Are Front-End Developers Happy?

Miranda - Jan 14 '20 - - Dev Community

Hi, I'm Miranda. I've been a front-end web developer for several years, and if you're thinking about entering the vast career of front-end development, you might be wondering...

Are front-end developers happy?

Do they find fulfillment? Joy? Meaning?

Should you seek out a career in front-end development or look the other way?

And I have an answer! It depends.

It depends on your personality: the way you experience and handle challenges, and the way you conceptualize education and learning.

Read on to find out if front-end development will make you happy or make you miserable.

Front-end web development will not make you happy if...

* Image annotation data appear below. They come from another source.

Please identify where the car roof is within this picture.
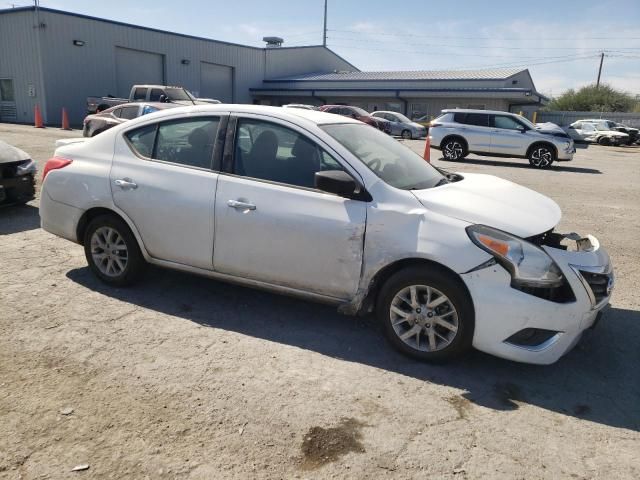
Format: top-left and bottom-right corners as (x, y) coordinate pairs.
(442, 108), (517, 115)
(118, 103), (362, 125)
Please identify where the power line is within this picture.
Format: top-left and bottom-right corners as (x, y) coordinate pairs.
(328, 29), (640, 42)
(330, 35), (640, 52)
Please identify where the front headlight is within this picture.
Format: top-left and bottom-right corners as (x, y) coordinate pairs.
(16, 160), (38, 177)
(467, 225), (563, 288)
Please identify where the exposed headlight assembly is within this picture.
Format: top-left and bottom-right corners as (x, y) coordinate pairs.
(467, 225), (564, 288)
(16, 160), (38, 177)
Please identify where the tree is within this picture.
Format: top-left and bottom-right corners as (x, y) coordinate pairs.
(547, 84), (638, 112)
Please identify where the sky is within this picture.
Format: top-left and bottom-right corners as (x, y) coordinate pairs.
(11, 0), (640, 96)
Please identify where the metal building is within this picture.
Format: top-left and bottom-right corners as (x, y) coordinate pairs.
(0, 7), (546, 124)
(0, 7), (357, 124)
(251, 68), (547, 118)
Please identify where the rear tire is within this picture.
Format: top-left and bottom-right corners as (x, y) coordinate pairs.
(84, 215), (146, 287)
(442, 137), (469, 162)
(527, 144), (556, 169)
(376, 266), (475, 362)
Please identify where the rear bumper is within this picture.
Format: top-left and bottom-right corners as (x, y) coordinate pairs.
(40, 190), (84, 243)
(0, 174), (36, 205)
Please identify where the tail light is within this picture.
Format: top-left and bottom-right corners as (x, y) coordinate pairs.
(42, 157), (71, 182)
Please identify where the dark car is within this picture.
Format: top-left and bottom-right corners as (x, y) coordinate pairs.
(82, 102), (180, 137)
(320, 105), (391, 134)
(0, 140), (36, 205)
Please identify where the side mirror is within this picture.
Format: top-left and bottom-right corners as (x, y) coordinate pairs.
(315, 170), (370, 200)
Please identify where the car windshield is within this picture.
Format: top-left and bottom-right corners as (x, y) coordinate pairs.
(350, 107), (369, 117)
(165, 88), (194, 101)
(518, 117), (537, 129)
(322, 124), (445, 190)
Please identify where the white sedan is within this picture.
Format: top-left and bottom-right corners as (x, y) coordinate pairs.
(40, 105), (613, 364)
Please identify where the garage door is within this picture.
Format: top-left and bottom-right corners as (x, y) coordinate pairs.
(199, 62), (233, 103)
(116, 47), (164, 97)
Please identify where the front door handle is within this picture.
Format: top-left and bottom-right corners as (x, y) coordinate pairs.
(113, 178), (138, 190)
(227, 200), (256, 210)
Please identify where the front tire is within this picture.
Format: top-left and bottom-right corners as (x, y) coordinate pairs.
(84, 215), (145, 287)
(376, 266), (475, 362)
(528, 145), (556, 169)
(442, 138), (467, 162)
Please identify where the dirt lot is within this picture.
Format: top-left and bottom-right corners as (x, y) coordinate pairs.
(0, 124), (640, 479)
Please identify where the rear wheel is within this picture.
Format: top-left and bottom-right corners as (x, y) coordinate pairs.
(529, 145), (556, 168)
(84, 215), (145, 286)
(376, 267), (474, 361)
(442, 138), (467, 161)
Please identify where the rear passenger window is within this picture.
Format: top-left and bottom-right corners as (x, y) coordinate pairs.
(453, 112), (489, 127)
(126, 117), (220, 169)
(153, 118), (220, 168)
(466, 113), (489, 127)
(233, 119), (344, 188)
(126, 125), (157, 158)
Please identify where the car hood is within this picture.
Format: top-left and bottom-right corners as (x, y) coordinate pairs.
(411, 173), (562, 237)
(0, 140), (31, 163)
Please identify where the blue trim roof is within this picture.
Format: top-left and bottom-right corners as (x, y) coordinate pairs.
(0, 6), (344, 55)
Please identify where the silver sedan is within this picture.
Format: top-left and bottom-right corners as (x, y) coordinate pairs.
(371, 111), (427, 140)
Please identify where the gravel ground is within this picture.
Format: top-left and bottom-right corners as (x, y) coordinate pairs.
(0, 124), (640, 479)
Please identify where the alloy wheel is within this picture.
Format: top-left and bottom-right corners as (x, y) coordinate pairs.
(91, 226), (129, 277)
(531, 147), (553, 168)
(389, 285), (459, 352)
(443, 141), (464, 160)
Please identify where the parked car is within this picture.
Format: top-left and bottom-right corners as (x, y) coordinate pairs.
(82, 102), (177, 137)
(282, 103), (319, 110)
(87, 85), (220, 114)
(320, 105), (391, 135)
(0, 140), (37, 206)
(429, 109), (575, 168)
(567, 120), (629, 145)
(371, 111), (427, 140)
(414, 115), (433, 130)
(582, 118), (640, 145)
(40, 105), (613, 364)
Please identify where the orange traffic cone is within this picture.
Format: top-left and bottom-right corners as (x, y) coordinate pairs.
(62, 108), (71, 130)
(35, 105), (44, 128)
(423, 135), (431, 163)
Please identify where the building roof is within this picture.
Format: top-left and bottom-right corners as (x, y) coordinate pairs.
(266, 68), (526, 82)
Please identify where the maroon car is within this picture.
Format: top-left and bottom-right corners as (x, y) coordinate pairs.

You think front-end development is easy

You think HTML, CSS, and Javascript is baby stuff compared to complex object-oriented programming languages that run native applications. Sure --- you're super smart and could have been a software engineer coding complex networking components, easily! But you settled for front-end development. Trying is uncool anyway.

You think having a computer science degree makes you 'overqualified'

You have an expensive degree you haven't quite payed off, and you learned a lot of computer theory in college. You've been introduced to data structures (like hashes and trees) as well as sorting algorithms and Big O notation --- though you don't remember it all too well. In any case, the low-level computer stuff you learned is far more complex than HTML, so that makes you overqualified for the job.

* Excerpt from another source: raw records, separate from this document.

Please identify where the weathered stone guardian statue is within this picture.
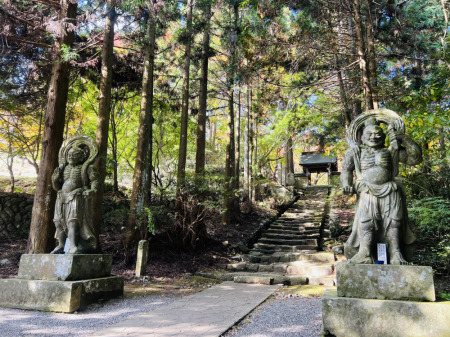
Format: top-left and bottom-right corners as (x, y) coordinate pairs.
(51, 136), (98, 254)
(341, 109), (422, 265)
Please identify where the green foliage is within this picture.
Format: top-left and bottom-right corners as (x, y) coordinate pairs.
(408, 197), (450, 271)
(61, 44), (80, 62)
(438, 292), (450, 301)
(136, 207), (155, 235)
(408, 197), (450, 241)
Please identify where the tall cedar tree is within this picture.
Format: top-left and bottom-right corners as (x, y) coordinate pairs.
(195, 0), (211, 176)
(177, 0), (194, 191)
(92, 0), (117, 247)
(125, 0), (158, 263)
(222, 1), (240, 225)
(27, 0), (78, 254)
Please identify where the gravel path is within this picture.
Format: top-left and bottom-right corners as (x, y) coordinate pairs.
(0, 293), (322, 337)
(0, 296), (177, 337)
(223, 294), (322, 337)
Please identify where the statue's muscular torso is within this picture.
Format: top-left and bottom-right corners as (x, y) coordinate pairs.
(361, 148), (392, 185)
(61, 164), (83, 193)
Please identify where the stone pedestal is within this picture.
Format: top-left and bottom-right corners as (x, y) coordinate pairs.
(0, 254), (123, 312)
(322, 262), (450, 337)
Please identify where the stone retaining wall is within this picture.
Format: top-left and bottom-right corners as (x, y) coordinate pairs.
(0, 192), (34, 241)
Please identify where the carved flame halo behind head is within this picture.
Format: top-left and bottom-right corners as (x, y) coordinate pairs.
(58, 135), (98, 185)
(347, 109), (406, 144)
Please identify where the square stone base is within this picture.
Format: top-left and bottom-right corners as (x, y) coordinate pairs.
(18, 254), (112, 281)
(336, 262), (436, 301)
(322, 289), (450, 337)
(0, 276), (123, 312)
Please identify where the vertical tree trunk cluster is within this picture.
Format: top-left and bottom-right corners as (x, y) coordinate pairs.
(195, 1), (211, 176)
(177, 0), (194, 191)
(352, 0), (378, 110)
(27, 0), (78, 254)
(222, 3), (240, 225)
(92, 0), (117, 247)
(125, 6), (157, 253)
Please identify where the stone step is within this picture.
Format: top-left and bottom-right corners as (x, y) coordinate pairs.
(253, 243), (317, 253)
(262, 231), (320, 240)
(308, 276), (336, 287)
(258, 237), (317, 246)
(263, 227), (320, 236)
(286, 261), (334, 277)
(275, 216), (322, 224)
(278, 212), (323, 221)
(197, 272), (308, 285)
(246, 249), (326, 264)
(269, 223), (321, 232)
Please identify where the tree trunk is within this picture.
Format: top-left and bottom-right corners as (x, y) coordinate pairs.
(92, 0), (116, 247)
(111, 109), (119, 193)
(250, 91), (259, 194)
(234, 90), (241, 189)
(438, 127), (446, 159)
(247, 88), (255, 202)
(364, 0), (378, 109)
(352, 0), (373, 110)
(222, 4), (239, 225)
(195, 1), (211, 176)
(244, 86), (250, 197)
(177, 0), (194, 191)
(27, 0), (78, 254)
(288, 136), (295, 173)
(6, 133), (16, 193)
(125, 8), (156, 255)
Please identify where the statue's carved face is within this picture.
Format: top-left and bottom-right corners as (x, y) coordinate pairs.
(361, 125), (386, 147)
(67, 148), (85, 165)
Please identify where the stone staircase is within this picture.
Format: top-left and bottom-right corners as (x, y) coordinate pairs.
(204, 186), (335, 286)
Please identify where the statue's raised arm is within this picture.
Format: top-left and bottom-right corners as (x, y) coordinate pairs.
(341, 109), (422, 264)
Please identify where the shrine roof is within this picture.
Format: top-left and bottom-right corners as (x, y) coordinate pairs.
(300, 152), (337, 166)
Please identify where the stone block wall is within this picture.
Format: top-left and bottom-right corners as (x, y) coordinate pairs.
(0, 193), (34, 241)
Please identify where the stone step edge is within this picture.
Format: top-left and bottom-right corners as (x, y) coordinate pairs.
(196, 272), (336, 287)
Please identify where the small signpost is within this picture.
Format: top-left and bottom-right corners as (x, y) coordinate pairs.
(377, 243), (387, 264)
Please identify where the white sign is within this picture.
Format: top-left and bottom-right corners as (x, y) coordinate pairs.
(377, 243), (387, 264)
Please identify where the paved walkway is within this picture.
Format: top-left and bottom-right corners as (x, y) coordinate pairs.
(95, 282), (280, 337)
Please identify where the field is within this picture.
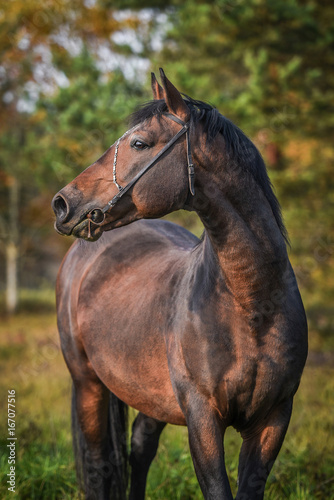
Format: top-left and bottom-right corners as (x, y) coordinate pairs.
(0, 294), (334, 500)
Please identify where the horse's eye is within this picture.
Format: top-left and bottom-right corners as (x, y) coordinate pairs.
(131, 139), (148, 150)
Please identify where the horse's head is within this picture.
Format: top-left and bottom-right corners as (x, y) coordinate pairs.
(52, 70), (193, 241)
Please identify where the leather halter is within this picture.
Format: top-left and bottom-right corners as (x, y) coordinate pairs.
(86, 113), (195, 238)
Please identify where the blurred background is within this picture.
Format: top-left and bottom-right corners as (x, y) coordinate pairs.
(0, 0), (334, 500)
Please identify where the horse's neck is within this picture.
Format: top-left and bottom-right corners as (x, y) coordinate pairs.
(194, 146), (289, 314)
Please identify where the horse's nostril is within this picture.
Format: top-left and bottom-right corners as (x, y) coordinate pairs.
(52, 194), (68, 221)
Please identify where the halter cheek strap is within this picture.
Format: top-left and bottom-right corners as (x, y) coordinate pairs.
(86, 113), (195, 238)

You think designers 'being picky' is ruining your life

Designers are ruining your life. They keep telling you to adjust line-height and padding and to line things up correctly. They don't like that the layout breaks at certain browser widths. But come on! The site looks good enough. Nobody's going to see the page at that width anyway.

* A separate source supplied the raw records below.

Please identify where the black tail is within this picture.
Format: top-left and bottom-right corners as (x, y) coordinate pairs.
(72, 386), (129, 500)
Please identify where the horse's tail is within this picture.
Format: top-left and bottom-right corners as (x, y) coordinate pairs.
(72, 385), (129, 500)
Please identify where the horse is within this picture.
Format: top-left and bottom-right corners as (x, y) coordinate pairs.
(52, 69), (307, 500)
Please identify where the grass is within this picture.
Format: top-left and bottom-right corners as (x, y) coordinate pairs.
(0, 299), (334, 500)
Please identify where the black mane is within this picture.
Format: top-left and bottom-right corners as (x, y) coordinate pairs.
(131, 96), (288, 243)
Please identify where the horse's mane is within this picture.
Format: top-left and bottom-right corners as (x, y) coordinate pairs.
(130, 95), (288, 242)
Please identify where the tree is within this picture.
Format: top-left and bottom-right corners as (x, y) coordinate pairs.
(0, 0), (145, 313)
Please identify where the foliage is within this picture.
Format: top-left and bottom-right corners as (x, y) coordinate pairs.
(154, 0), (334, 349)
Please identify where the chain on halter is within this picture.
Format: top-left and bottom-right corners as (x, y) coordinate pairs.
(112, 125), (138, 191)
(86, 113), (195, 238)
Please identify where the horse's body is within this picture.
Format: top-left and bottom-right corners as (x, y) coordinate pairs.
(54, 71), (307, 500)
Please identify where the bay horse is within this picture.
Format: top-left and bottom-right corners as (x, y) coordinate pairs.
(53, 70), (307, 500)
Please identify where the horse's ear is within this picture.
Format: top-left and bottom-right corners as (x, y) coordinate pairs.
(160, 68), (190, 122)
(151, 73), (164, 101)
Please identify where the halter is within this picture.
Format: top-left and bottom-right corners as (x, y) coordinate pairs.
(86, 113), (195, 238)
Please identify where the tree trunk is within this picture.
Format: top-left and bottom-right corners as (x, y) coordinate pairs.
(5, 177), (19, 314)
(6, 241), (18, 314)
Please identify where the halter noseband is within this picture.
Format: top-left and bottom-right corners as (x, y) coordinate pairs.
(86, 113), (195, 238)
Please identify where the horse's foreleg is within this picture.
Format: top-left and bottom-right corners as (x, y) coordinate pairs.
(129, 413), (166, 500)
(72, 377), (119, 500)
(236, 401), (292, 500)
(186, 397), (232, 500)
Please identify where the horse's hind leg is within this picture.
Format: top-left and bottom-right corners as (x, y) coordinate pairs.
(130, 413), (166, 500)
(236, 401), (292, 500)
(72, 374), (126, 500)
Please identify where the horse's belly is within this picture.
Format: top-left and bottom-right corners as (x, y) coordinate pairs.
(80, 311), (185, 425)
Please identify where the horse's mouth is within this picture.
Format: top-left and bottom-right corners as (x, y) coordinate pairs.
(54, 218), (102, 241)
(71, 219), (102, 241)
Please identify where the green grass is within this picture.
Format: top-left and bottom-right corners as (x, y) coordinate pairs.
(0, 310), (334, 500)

You think you must get it to look the way you want in less than 15 minutes

If you don't know the answer in 15 minutes, you sit at your desk and hold your head until someone asks you if "everything is alright," which is an invitation to vent. They'll understand. The machine is wrong, after all.

You think "it should just work"

All the time, things that you thought would work just doesn't. And no matter what you try, you are constantly wrangling web pages to no avail. It's so frustrating. Why would anyone choose front-end web development?